IM NAMEN DER REPUBLIK

Das Landesverwaltungsgericht Niederösterreich erkennt durch die Richterin HR Mag. Marihart über die Beschwerde des Herrn A, vertreten durch die B, in ***, ***, gegen den Bescheid der Bezirkshauptmannschaft Waidhofen an der Thaya, vom 14.05.2018, Zl. ***, betreffend Entziehung der Gewerbeberechtigung für das Gewerbe „Versicherungsvermittlung“ in der Form Versicherungsagent am Standort ***, ***, nach Durchführung einer öffentlichen mündlichen Verhandlung, zu Recht:

1.   Der Beschwerde wird gemäß § 28 Abs. 2 Verwaltungsgerichtsverfahrensgesetz (VwGVG) Folge gegeben und der angefochtene Bescheid aufgehoben.

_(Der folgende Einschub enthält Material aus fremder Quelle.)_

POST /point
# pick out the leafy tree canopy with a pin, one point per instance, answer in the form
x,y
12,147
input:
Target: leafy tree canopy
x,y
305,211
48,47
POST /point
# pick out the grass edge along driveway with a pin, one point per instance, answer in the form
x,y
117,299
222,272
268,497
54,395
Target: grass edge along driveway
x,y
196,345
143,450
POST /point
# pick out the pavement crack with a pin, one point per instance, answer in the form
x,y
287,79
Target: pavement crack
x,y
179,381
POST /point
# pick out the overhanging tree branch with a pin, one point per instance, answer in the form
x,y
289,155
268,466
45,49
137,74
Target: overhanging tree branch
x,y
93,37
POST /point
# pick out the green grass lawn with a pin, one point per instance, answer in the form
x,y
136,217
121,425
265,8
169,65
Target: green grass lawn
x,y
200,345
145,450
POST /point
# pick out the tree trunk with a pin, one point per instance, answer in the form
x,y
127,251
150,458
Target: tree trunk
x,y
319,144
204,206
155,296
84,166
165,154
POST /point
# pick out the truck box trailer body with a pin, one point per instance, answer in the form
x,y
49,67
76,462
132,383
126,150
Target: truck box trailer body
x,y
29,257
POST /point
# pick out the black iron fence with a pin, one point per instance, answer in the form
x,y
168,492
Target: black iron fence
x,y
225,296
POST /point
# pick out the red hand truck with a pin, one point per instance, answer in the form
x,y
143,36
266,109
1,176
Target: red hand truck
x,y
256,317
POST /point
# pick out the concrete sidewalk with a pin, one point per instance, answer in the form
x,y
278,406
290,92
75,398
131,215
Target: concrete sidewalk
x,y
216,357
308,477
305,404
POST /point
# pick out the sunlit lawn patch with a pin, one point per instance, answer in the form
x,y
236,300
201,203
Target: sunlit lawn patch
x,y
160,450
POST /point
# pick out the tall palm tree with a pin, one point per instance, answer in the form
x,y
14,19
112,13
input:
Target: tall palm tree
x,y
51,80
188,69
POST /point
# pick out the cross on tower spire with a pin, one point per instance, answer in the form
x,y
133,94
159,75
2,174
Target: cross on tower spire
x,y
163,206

2.   Gegen dieses Erkenntnis ist gemäß § 25a Verwaltungsgerichtshofgesetz 1985 (VwGG) eine ordentliche Revision an den Verwaltungsgerichtshof gemäß
Art. 133 Abs. 4 Bundes-Verfassungsgesetz (B-VG) nicht zulässig.

Entscheidungsgründe:

Mit Bescheid der Bezirkshauptmannschaft Waidhofen an der Thaya (im Folgenden belangte Behörde) vom 14.05.2018, Zl. ***, wurde Herrn A (im folgenden Beschwerdeführer) die Gewerbeberechtigung für das Gewerbe „Versicherungsvermittlung in der Form Versicherungsagent“ am Standort ***, ***, eingetragen zur GISA-Zl. ***, entzogen.

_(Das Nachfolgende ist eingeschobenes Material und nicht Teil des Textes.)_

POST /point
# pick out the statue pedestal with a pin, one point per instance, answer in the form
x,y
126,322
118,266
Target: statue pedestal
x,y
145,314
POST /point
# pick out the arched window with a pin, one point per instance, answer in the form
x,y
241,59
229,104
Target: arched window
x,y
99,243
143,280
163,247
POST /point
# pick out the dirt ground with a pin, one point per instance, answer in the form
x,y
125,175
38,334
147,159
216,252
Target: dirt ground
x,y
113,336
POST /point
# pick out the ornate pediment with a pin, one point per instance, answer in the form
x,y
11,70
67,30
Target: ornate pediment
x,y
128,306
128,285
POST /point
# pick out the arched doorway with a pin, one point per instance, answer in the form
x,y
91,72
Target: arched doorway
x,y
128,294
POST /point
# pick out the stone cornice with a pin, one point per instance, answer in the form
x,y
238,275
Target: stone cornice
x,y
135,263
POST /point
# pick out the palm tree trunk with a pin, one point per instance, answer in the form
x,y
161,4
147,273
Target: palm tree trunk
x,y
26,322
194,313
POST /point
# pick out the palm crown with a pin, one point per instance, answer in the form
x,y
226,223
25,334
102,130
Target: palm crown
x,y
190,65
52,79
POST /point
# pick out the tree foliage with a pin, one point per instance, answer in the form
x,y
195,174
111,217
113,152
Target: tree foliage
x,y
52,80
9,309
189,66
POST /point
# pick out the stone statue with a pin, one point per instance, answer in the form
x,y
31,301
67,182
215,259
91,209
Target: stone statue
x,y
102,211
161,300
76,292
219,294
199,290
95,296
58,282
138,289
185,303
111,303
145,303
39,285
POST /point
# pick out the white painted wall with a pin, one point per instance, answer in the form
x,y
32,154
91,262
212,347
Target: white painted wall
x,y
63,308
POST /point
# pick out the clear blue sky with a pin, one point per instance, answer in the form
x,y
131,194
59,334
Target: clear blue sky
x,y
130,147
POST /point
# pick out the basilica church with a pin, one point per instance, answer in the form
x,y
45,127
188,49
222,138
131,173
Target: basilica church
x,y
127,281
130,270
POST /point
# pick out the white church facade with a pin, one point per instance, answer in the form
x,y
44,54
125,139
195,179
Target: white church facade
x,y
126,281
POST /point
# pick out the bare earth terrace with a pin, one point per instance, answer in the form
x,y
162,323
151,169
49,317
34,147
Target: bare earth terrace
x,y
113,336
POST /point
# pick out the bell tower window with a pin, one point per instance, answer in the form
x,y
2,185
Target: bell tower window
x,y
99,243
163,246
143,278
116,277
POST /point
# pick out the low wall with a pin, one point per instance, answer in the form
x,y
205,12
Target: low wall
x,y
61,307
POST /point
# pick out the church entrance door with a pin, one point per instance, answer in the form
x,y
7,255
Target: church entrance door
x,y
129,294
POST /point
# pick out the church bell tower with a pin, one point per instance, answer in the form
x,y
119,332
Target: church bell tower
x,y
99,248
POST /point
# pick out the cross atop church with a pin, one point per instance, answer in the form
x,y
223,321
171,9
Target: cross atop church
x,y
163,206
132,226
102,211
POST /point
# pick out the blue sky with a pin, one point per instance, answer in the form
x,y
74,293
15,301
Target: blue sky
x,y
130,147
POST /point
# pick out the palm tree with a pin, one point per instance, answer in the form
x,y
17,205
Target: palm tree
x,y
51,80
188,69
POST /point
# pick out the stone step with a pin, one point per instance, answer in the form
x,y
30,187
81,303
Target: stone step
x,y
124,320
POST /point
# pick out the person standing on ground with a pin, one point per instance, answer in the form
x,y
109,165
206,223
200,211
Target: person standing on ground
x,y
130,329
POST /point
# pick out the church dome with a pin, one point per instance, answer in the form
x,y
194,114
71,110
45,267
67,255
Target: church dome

Begründend dazu führte die belangte Behörde aus, dass im Zuge eines Nachsichtsverfahrens einer anderen Partei, die Behörde darauf aufmerksam gemacht worden sei, dass bei dem Beschwerdeführer eine Verurteilung im Strafregister aufscheine. Die Abfrage des Strafregisters am 22.02.2018 habe folgende Verurteilung ergeben:

LG ***, zur Zl. ***, vom 07.05.2014, rechtskräftig seit 23.05.2014, §§ 146, 147 (1) Z 1, 147 (3), 148
2. Fall StGB § 15 StGB, Freiheitsstrafe 2 Jahre, bedingt, Probezeit 3 Jahre, Vollzugsdatum 23.05.2014.

Und zu LG ***, Zl. ***, dass der Teil der Freiheitsstrafe nachgesehen worden sei und zwar endgültig vom 08.06.2017. Nach dem derzeitigen Stand der Strafregistereintragung werde die Tilgung voraussichtlich mit 23.05.2024 eintreten.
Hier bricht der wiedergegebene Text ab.